E’ passata la buriana.La coalizione ha vinto:Una valanga di voti si è riversata nel nucleo (Lega) con i protoni intorno,fondamentali ma suddivisi.

E’stato importante l’apporto di popolarismo da parte di Progetto Trentino con l’elezione di Mario Tonina che da tale mondo viene e a cui hanno fatto generoso spazio Zanon e Simoni,consiglieri uscenti(l’ultimo anche preziosissimo presidente del partito)

PRIMA CONSIDERAZIONE

Per attuare con peso politico le idee programmatiche(idee che,si sa,camminano con le gambe degli uomini) è necessario valutare il risultato positivo di un bravo e preparato  uomo politico che ha voluto superare la piattaforma politica su cui poggiava per riconoscersi negli uomini e idee di Progetto Trentino.E trarre da questo risultato la conseguenza che il popolarismo deve mettersi insieme per  avere maggiore peso politico.Al di là della resurrezione di cari estinti sempre cari ma estinti.

SECONDA CONSIDERAZIONE

Progetto Trentino,estrapolando dal vasto programma realisticamente utopico delle precedenti elezioni(utopico perché presupponeva governo autosufficiente) aveva lanciato per questa tornata elettorale una serie di temi che ha riversato nella coalizione a cui ha aderito al di là della bolsa separazione destra/sinistra.

Uno di questi era la questione dell’accoglienza(non “prima i trentini” ma “con le regole dei trentini”).

Accoglienza quindi da inquadrare in regole precise che non snaturassero l’inserimento (non mi piace integrazione) di migranti in un tessuto sociale definito,un popolo montanaro con caratteristiche di serietà ed efficienza.
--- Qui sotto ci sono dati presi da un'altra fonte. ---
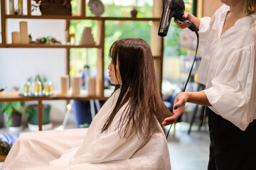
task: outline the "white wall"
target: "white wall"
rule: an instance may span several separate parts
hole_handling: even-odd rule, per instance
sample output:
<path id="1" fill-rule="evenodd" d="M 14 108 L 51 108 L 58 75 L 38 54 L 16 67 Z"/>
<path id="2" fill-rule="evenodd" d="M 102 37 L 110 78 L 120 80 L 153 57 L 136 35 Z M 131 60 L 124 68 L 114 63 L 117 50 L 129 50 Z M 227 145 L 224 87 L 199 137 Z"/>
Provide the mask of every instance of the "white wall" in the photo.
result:
<path id="1" fill-rule="evenodd" d="M 65 42 L 65 21 L 60 20 L 8 20 L 8 42 L 11 32 L 19 30 L 20 21 L 28 22 L 28 33 L 33 40 L 43 36 L 53 36 Z M 10 91 L 13 86 L 23 89 L 30 76 L 38 74 L 53 82 L 53 90 L 60 90 L 60 76 L 65 74 L 65 49 L 0 48 L 0 88 Z M 27 103 L 31 102 L 27 102 Z M 65 101 L 43 101 L 52 106 L 50 120 L 61 122 L 65 114 Z"/>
Passando dai fumi teorici alla pratica occorrerà,non avendo paura di possibili abusi da reprimere severamente,studiare ed attuare un organismo basato sul lavoro sulla scorta di esperienze già sperimentate (il vecchio piano Fanfani,il Progettone) ponendo in essere attività lavorative socialmente utili.

Con un buon imput politico e con una buona burocrazia attuativa si potrebbe fare molto e rimanere nelle radici cristiane della nostra gente.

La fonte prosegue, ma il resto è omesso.